After publishing the message "propose some information retrieval protocols for Internet", we received many advices. Now we want to build a new work group for this issue, asking for more advices.
I think it's not clear that this is an appropriate IETF working group that is being proposed:
(a) it seems to be primarily a Web service to find information about Web resources, rather than a more general Internet issue, and there's a debate to be had about whether the IETF is the right forum for this.
(b) the proposal seems to be about defining and retrieving metadata about Web resources, and as such seems to have significant overlap with existing and planned work in W3C [1]. Specifically, the W3C have recently advanced the revised metadata format standard (RDF) and the companion ontology language (OWL) to Proposed Recommendation [2] [3]. They are also in the process of forming a group to define a metadata access service/protocol [4], whose likely function would considerably overlap what I understand your proposal to be doing.
You mention use of Dublin Core as part of your metadata set: I note that there are already RDF specifications for the Dublin Core metadata set [5], and that much existing work with Dublin Core uses RDF.
If you have strong reasons for not following the RDF route, there is also a body of XML Query work that you seem to have overlooked [6].

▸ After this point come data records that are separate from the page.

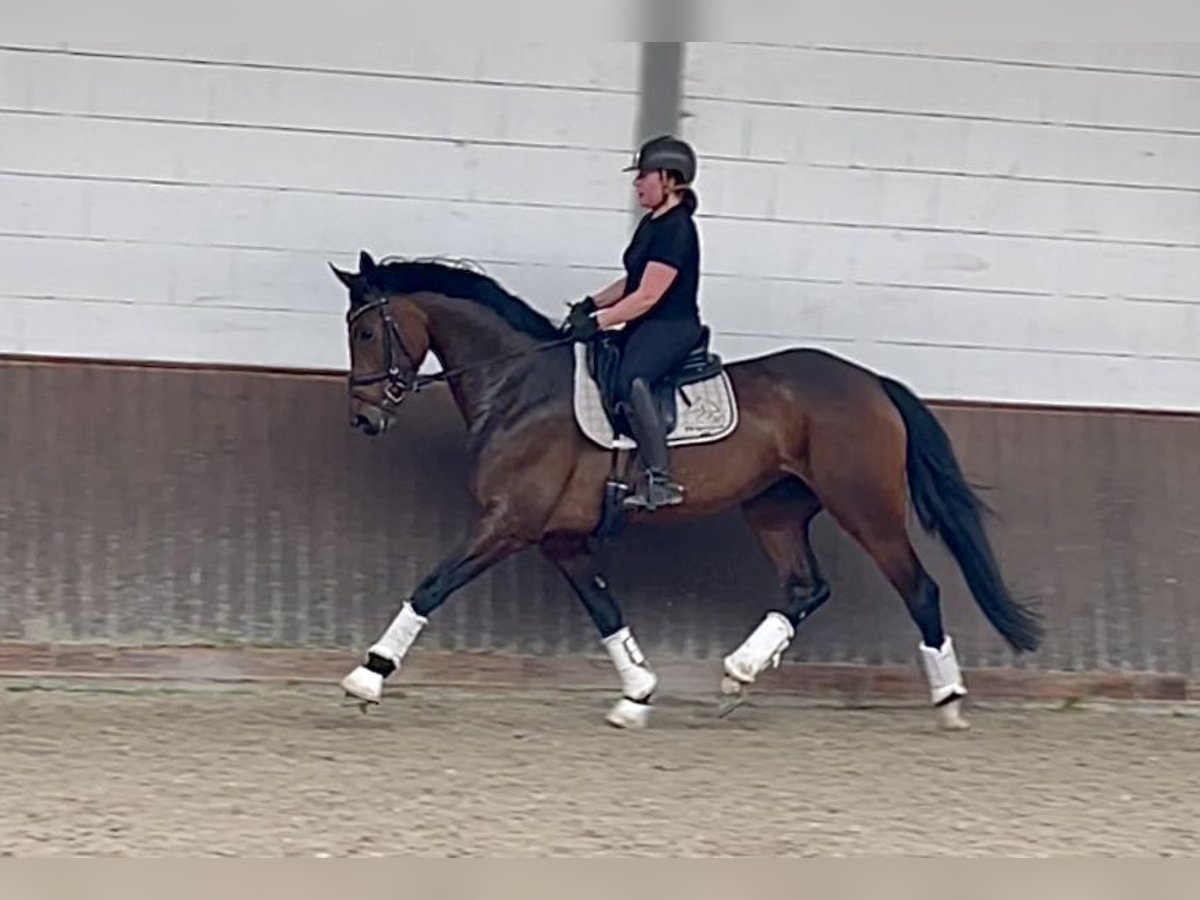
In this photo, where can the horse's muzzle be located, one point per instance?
(370, 421)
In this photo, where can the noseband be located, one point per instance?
(397, 384)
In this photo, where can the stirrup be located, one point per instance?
(658, 490)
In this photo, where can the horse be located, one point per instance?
(814, 432)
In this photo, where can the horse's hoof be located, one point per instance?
(364, 685)
(949, 717)
(732, 685)
(629, 713)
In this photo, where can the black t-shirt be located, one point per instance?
(670, 239)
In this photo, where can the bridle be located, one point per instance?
(397, 383)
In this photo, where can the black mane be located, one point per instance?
(417, 276)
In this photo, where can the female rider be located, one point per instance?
(657, 303)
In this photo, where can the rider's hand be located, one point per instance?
(587, 304)
(581, 324)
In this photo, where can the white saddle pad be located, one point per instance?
(705, 411)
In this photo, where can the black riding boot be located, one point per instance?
(649, 432)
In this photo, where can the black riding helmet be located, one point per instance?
(666, 153)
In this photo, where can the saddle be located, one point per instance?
(700, 365)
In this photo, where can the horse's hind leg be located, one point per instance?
(780, 517)
(571, 557)
(874, 514)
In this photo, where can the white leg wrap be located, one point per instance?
(400, 635)
(762, 648)
(942, 671)
(637, 682)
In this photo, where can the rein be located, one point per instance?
(400, 384)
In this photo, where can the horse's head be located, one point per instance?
(388, 342)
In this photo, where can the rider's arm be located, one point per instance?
(611, 294)
(654, 285)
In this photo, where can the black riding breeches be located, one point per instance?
(653, 349)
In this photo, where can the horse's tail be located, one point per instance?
(947, 505)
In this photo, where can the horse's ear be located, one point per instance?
(347, 279)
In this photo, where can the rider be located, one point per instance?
(657, 301)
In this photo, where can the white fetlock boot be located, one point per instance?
(765, 647)
(946, 687)
(365, 684)
(637, 682)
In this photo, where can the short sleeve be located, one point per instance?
(671, 243)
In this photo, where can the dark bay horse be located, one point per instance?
(814, 432)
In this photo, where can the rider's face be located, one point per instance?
(651, 187)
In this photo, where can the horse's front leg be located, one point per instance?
(490, 543)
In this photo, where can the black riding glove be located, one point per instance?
(587, 304)
(581, 324)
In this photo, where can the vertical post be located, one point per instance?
(660, 89)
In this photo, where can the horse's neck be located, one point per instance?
(462, 334)
(473, 339)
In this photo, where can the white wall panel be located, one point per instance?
(181, 202)
(990, 222)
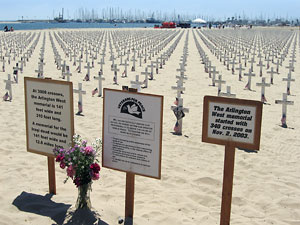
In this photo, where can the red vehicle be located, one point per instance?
(168, 25)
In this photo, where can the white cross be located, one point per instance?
(272, 72)
(179, 88)
(146, 73)
(277, 65)
(252, 61)
(180, 107)
(125, 64)
(115, 70)
(261, 65)
(240, 69)
(100, 78)
(263, 84)
(16, 72)
(284, 103)
(289, 79)
(220, 82)
(79, 66)
(80, 93)
(101, 65)
(151, 66)
(8, 86)
(68, 74)
(88, 67)
(249, 75)
(227, 93)
(136, 84)
(3, 64)
(214, 75)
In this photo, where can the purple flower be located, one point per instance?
(89, 150)
(77, 181)
(70, 171)
(62, 165)
(95, 167)
(95, 176)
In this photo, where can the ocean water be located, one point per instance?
(44, 25)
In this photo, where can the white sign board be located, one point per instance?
(49, 114)
(132, 132)
(232, 120)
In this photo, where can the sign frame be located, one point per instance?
(233, 101)
(71, 117)
(160, 129)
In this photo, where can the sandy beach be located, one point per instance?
(266, 183)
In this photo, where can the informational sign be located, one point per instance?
(132, 132)
(49, 115)
(232, 120)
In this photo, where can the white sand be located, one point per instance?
(266, 184)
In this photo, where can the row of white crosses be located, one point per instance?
(239, 51)
(208, 68)
(41, 63)
(8, 96)
(278, 63)
(179, 110)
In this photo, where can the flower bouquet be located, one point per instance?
(81, 166)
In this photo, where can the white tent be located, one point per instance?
(198, 20)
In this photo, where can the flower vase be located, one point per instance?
(83, 199)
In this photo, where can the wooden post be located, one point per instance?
(129, 196)
(51, 175)
(227, 184)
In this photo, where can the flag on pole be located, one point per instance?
(6, 96)
(79, 107)
(86, 78)
(283, 120)
(263, 98)
(177, 128)
(95, 91)
(247, 86)
(176, 102)
(240, 77)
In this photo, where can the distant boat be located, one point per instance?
(152, 20)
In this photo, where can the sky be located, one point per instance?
(217, 9)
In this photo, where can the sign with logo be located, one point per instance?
(132, 132)
(49, 114)
(232, 120)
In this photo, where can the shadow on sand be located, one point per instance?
(59, 212)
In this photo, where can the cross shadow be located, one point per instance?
(292, 128)
(41, 205)
(61, 213)
(248, 150)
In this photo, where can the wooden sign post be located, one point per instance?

I also note that I have been unable to access the web page you mention (http://www.lib.hust.edu.cn/dl-lib/English/main.htm).
#g --
[1] http://www.w3.org/
[2] http://www.w3.org/RDF/
[3] http://www.w3.org/2001/sw/WebOnt/
[4] http://www.w3.org/2003/10/RDF-Query-Charter
[5] http://dublincore.org/documents/2002/07/31/dcmes-xml/ http://dublincore.org/documents/2002/04/14/dcq-rdf-xml/
[6] http://www.w3.org/XML/Query
At 15:20 08/01/04 +0800, wang liang wrote:
After publishing the message "propose some information retrieval protocols for Internet", we received many advices. Now we want to build a new work group for this issue, asking for more advices. Information retrieval service may exceed E-mail service and become the most import service of Internet, so we can't neglect it.
The reason to build a work group for public information retrieval protocols lies in the disadvantage of current commercial search engines and the improvement in future public search system.
The faults in commercial search engines.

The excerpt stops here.